Determine all points at which the surfaces share the same tangent line.

Question

Determine all points at which the surfaces $x^2+y^2+z^2=3$ and $x^3+y^3+z^3 =3$ share the same tangent line.

I know how to get the same tangent line for the curves, but I'm not sure how to go about this for the surfaces!

Answer 1

In surface case: one just get a bit little analogy one do on two dimension.

For the first surface: $f(x,y,z)= x^2+y^2+z^2-3$,

Take partial derivative: $\frac {\partial f}{\partial x} = 2x$,$\frac {\partial f}{\partial y} = 2y$, $\frac {\partial f}{\partial z} = 2z$

So the gradient for the point on the surface is: $(2x,2y,2z)$.

For the second surface, its gradient is: $(3x^2,3y^2,3z^3)$

Since gradient along every point on the surface is perpendicular to the tangent surface where point localizes,1

So sharing a same space means sharing same normalized gradient at a specific point, so let $ (x/3,y/3,z/3) = \frac{1}{\sqrt{4x^2+4y^2+4z^2}} (2x,2y,2z) = \frac{1}{\sqrt{9x^6+9y^6+9z^6}}(3x^2,3y^2,3z^3)$ and get a system of equations:

$$x^6-9x^2+y^6+z^6 =0 \tag{1}$$ $$x^6+y^6-9y^2+z^6 =0 \tag{2}$$ $$x^6+y^6+z^6-9z^2 =0 \tag{3}$$

From $(2)-(3) \implies z = y \text{ or } z = -y$

Same way From $(1)-(2), \implies y = -x \text{ or } y = x $.

So there are four possibility (i.e. $(x,x,x)$,$(x,-x,x)$,$(x,x,-x)$,$(x,-x,-x)$ ) put it into $x^3+y^3+z^3-3=0$ and solve it.

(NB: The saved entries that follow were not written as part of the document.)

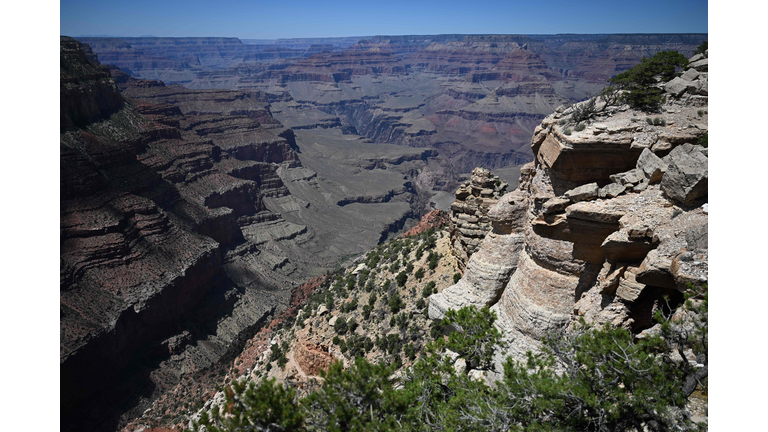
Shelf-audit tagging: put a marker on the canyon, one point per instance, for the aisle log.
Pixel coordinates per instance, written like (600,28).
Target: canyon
(205,180)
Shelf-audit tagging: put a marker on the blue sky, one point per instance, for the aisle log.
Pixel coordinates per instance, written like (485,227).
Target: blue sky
(301,18)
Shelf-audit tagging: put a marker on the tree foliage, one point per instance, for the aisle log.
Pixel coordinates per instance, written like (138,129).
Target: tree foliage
(592,379)
(640,83)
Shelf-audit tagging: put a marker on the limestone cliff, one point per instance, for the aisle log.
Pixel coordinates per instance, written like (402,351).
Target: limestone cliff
(606,222)
(469,220)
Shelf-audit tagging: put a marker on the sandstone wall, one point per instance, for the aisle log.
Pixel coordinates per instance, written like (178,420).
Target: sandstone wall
(469,220)
(607,222)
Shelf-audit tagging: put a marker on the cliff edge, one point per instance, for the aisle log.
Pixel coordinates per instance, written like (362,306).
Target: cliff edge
(608,221)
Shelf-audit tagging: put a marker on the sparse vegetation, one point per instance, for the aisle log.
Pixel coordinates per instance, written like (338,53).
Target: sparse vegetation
(587,379)
(639,85)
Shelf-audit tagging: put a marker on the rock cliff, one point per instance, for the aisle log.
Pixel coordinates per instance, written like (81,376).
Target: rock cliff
(469,213)
(607,222)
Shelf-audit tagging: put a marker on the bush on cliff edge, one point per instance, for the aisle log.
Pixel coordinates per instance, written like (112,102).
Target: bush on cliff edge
(640,83)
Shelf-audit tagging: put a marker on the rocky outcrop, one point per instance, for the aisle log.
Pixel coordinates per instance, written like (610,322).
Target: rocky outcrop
(607,225)
(434,220)
(163,271)
(469,213)
(312,358)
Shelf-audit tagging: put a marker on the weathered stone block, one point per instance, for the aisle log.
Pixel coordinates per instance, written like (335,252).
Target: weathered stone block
(583,193)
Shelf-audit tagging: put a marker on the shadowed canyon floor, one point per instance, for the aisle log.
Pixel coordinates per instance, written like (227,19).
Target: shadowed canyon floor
(195,209)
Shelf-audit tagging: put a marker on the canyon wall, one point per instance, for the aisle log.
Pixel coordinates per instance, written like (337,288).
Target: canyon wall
(608,223)
(186,218)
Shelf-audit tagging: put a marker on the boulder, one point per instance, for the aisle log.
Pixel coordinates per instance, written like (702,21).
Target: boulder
(652,166)
(687,174)
(629,288)
(611,190)
(676,86)
(583,193)
(700,65)
(690,75)
(629,178)
(555,205)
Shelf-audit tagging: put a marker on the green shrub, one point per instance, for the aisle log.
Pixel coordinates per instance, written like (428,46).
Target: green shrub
(419,273)
(434,259)
(395,303)
(640,82)
(428,289)
(401,278)
(341,326)
(703,140)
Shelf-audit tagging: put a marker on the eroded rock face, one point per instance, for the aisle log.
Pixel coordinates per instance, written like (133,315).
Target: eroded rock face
(469,220)
(312,358)
(605,224)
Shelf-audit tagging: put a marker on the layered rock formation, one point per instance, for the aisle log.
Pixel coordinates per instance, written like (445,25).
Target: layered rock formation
(469,213)
(477,99)
(606,223)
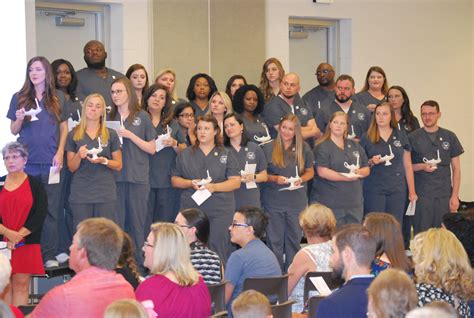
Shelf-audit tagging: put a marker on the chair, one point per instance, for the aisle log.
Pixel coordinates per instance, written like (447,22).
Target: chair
(332,282)
(270,287)
(283,310)
(313,305)
(217,292)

EDIT: a intuitive explanation about why statement1 holds in two dimension:

for example $x^2+y^2 =1$, its gradient is $(2x,2y)$. After normalized, it become $(x,y)$.

See this picture:

It is apparent that gradient perpendicular to tagent line where the point lies.